Migrating Heroku PostgreSQL addon database to Amazon RDS is represented by a van. Photo by Nubia Navarro (nubikini) from Pexels


Heroku PostgreSQL addon is excellent for a quick start setup of a new project. Once your web app matures, then migrating to an alternative database engine like Amazon RDS should be considered.

In this blog post, I’ll describe the benefits and drawbacks of using AWS RDS instead of the default Heroku addon. I’ll also compare the pricing and explain why projects that care about EU GDRP compliance should avoid using the Heroku database.

I write this blog post in the context of the default Heroku public spaces. Private spaces are an enterprise feature, and the pricing starts from $1000/month.

Heroku PostgreSQL addon and GDPR

Disclaimer: I am not a lawyer, and this article does not constitute legal advice.

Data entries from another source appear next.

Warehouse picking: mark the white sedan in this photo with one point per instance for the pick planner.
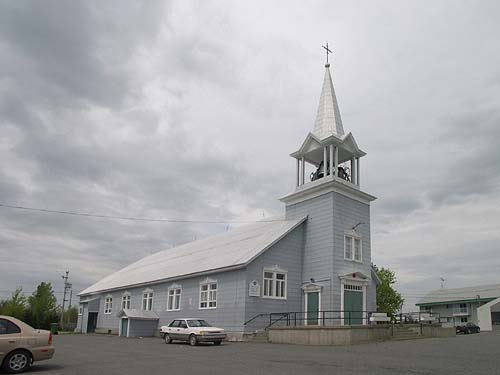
(193, 331)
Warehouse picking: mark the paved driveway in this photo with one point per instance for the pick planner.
(97, 354)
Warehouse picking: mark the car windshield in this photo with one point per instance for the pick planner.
(198, 323)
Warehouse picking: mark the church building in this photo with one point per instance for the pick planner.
(314, 262)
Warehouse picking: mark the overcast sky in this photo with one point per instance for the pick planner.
(189, 110)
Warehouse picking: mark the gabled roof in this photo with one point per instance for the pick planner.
(229, 250)
(474, 293)
(328, 119)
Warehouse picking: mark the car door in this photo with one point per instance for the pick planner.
(183, 331)
(173, 330)
(10, 335)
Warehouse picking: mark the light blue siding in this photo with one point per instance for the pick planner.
(329, 216)
(287, 254)
(313, 250)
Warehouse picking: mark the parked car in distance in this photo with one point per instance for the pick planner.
(468, 328)
(21, 345)
(193, 331)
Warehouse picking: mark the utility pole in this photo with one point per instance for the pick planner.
(70, 298)
(66, 287)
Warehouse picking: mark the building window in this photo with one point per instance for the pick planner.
(108, 305)
(353, 248)
(208, 295)
(274, 284)
(126, 301)
(463, 308)
(147, 300)
(174, 299)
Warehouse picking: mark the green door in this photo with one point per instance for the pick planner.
(312, 308)
(124, 332)
(353, 307)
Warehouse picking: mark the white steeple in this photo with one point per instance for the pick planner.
(328, 119)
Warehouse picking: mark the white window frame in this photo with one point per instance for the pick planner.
(270, 285)
(211, 295)
(176, 293)
(351, 238)
(147, 299)
(126, 300)
(108, 304)
(463, 308)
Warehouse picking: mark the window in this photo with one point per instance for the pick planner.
(274, 284)
(126, 301)
(353, 248)
(108, 305)
(174, 299)
(463, 308)
(7, 327)
(208, 296)
(356, 288)
(147, 300)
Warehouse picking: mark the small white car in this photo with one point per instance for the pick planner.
(193, 331)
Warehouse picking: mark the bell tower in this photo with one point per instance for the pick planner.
(337, 253)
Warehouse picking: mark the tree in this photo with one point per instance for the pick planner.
(16, 305)
(42, 306)
(388, 299)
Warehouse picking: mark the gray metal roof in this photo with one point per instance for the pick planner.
(461, 294)
(224, 251)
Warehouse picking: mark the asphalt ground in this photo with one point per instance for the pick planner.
(102, 354)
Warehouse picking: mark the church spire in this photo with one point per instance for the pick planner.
(328, 119)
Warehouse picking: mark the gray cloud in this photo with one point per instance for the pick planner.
(189, 110)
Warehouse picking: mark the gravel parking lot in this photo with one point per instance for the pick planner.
(101, 354)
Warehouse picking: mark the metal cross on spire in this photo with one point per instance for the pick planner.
(327, 52)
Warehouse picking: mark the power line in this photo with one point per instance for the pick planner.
(131, 218)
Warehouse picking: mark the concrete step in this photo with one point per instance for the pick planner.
(402, 338)
(261, 336)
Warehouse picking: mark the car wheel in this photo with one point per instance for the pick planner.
(17, 361)
(193, 341)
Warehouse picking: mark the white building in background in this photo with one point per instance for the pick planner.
(477, 304)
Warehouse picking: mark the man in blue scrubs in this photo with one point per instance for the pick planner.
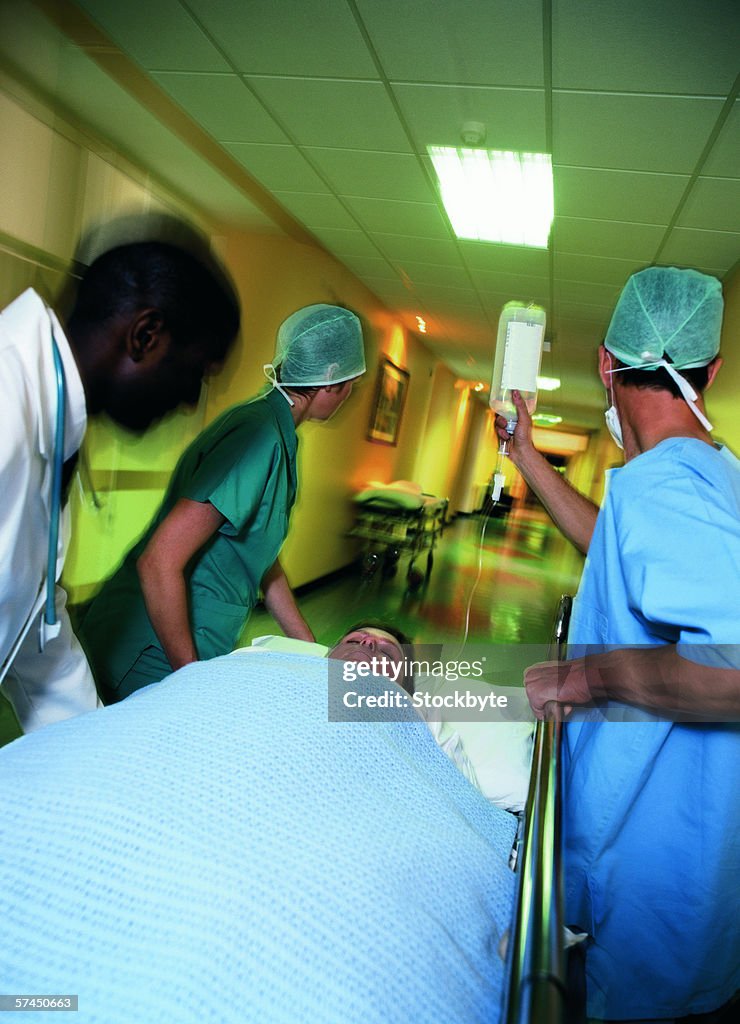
(652, 765)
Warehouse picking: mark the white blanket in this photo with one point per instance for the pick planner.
(215, 849)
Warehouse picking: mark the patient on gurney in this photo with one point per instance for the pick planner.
(495, 757)
(216, 848)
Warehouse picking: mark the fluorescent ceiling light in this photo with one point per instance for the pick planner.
(492, 196)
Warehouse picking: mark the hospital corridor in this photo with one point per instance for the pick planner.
(369, 529)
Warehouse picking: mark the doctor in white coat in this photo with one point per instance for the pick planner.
(148, 321)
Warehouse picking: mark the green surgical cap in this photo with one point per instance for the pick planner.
(319, 345)
(664, 312)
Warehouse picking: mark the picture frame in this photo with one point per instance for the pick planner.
(390, 397)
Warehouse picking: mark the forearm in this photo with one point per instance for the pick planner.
(572, 512)
(654, 678)
(281, 604)
(660, 678)
(165, 594)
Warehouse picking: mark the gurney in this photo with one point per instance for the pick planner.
(261, 862)
(394, 519)
(537, 987)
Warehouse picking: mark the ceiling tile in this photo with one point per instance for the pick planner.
(634, 46)
(493, 299)
(162, 35)
(344, 242)
(638, 133)
(724, 160)
(586, 292)
(429, 273)
(371, 266)
(327, 113)
(378, 175)
(223, 105)
(462, 42)
(579, 311)
(623, 196)
(277, 167)
(516, 287)
(504, 282)
(605, 238)
(436, 294)
(316, 211)
(294, 37)
(595, 268)
(715, 252)
(514, 118)
(397, 295)
(411, 218)
(712, 203)
(510, 259)
(399, 247)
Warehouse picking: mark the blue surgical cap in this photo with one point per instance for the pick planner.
(319, 345)
(666, 313)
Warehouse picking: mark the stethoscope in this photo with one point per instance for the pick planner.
(49, 626)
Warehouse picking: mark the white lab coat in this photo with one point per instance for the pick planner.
(46, 685)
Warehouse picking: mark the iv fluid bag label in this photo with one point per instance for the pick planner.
(521, 356)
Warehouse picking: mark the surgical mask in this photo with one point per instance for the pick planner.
(614, 426)
(612, 418)
(687, 391)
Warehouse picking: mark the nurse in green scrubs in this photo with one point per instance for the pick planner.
(184, 592)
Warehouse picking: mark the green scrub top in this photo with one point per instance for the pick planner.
(245, 465)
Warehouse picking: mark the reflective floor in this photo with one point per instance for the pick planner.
(525, 565)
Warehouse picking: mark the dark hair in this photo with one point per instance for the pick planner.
(307, 389)
(198, 301)
(660, 380)
(406, 680)
(378, 624)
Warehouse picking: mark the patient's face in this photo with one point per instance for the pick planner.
(365, 643)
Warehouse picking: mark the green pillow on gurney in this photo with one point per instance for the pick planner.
(400, 494)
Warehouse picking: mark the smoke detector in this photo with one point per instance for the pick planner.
(473, 133)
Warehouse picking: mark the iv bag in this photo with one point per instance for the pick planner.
(518, 353)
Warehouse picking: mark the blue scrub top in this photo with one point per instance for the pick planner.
(652, 819)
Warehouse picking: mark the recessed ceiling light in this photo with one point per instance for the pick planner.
(496, 196)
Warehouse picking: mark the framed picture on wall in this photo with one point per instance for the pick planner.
(388, 406)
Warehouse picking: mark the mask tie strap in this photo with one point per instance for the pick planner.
(687, 391)
(269, 372)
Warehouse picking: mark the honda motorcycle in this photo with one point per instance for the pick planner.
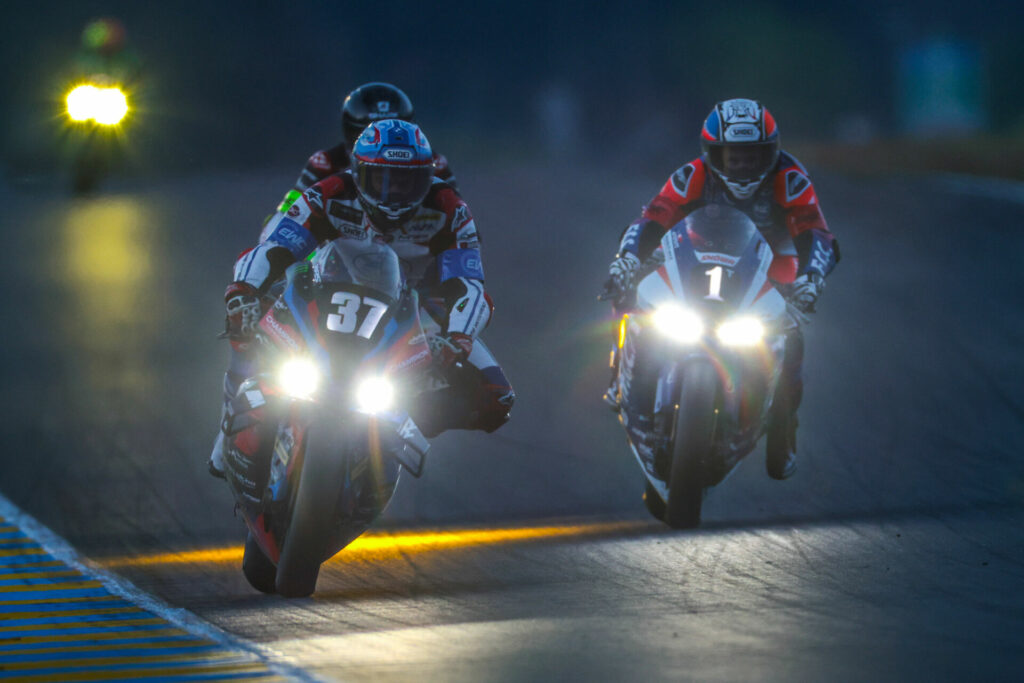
(314, 442)
(699, 357)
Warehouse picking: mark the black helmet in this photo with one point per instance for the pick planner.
(369, 102)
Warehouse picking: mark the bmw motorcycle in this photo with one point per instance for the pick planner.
(315, 441)
(699, 357)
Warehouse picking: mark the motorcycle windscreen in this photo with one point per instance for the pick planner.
(368, 264)
(720, 258)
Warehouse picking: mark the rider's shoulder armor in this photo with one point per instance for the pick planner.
(791, 184)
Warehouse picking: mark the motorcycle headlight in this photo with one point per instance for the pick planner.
(745, 331)
(678, 324)
(299, 378)
(375, 394)
(112, 105)
(82, 102)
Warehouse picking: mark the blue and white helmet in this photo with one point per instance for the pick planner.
(393, 167)
(739, 140)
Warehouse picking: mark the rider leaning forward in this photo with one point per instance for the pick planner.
(743, 167)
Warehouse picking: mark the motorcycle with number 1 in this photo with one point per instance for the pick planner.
(699, 357)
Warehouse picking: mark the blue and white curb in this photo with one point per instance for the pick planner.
(64, 621)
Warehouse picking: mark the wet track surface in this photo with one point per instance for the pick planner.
(895, 553)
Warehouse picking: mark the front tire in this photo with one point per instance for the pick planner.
(692, 444)
(314, 514)
(259, 570)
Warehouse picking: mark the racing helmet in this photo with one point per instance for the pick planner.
(369, 102)
(393, 167)
(739, 140)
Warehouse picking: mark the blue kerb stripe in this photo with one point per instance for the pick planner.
(43, 581)
(98, 653)
(61, 606)
(84, 631)
(15, 647)
(23, 559)
(199, 676)
(55, 593)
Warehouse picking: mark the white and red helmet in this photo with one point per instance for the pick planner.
(739, 140)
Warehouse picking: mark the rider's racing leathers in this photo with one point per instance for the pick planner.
(785, 209)
(439, 251)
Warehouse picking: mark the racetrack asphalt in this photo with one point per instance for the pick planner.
(895, 553)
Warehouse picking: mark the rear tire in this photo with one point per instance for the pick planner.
(259, 570)
(314, 514)
(691, 446)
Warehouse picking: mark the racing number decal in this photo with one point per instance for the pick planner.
(347, 317)
(715, 287)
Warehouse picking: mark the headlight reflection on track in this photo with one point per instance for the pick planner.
(384, 545)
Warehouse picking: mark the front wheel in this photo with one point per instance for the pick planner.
(259, 570)
(313, 514)
(692, 444)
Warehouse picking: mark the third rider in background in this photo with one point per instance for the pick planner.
(743, 167)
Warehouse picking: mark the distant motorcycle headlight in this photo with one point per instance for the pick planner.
(82, 102)
(375, 394)
(745, 331)
(111, 107)
(678, 324)
(299, 378)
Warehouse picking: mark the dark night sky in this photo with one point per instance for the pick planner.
(233, 84)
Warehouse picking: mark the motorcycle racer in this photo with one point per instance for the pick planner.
(742, 166)
(369, 102)
(392, 197)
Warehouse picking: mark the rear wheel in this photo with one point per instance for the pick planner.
(259, 570)
(313, 515)
(691, 445)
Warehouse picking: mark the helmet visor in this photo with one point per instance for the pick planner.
(394, 185)
(742, 162)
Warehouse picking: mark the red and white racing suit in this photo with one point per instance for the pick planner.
(439, 252)
(784, 208)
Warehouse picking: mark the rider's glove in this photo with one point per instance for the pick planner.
(244, 311)
(805, 292)
(452, 349)
(622, 272)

I’ll start with potentially the most critical issue that many Heroku Postgres addon users might not be aware of. Even if your application is provisioned in the Heroku Europe region, its backups, Dataclips, and logs are still stored in the United States. Here’s an excerpt of my discussion with Heroku support about it:

Slow requests detected by Scout APM

Transcript:

Me:

Hi. I would like to know what is the physical location of the postgresql addon database backups. I have a Heroku app provisioned in EU. Does it mean that none my data is stored in the US?

Heroku Support:

When a database gets provisioned, the data associated with that database is stored within the region in which it’s created. However, a number of services that are ancillary to Heroku Postgres as well as the systems that manage the fleet of databases may not be located within the same region as the provisioned databases. Here are some:

Postgres Continuous Protection for disaster recovery stores the base backup and write-ahead logs in the same region that the database is located.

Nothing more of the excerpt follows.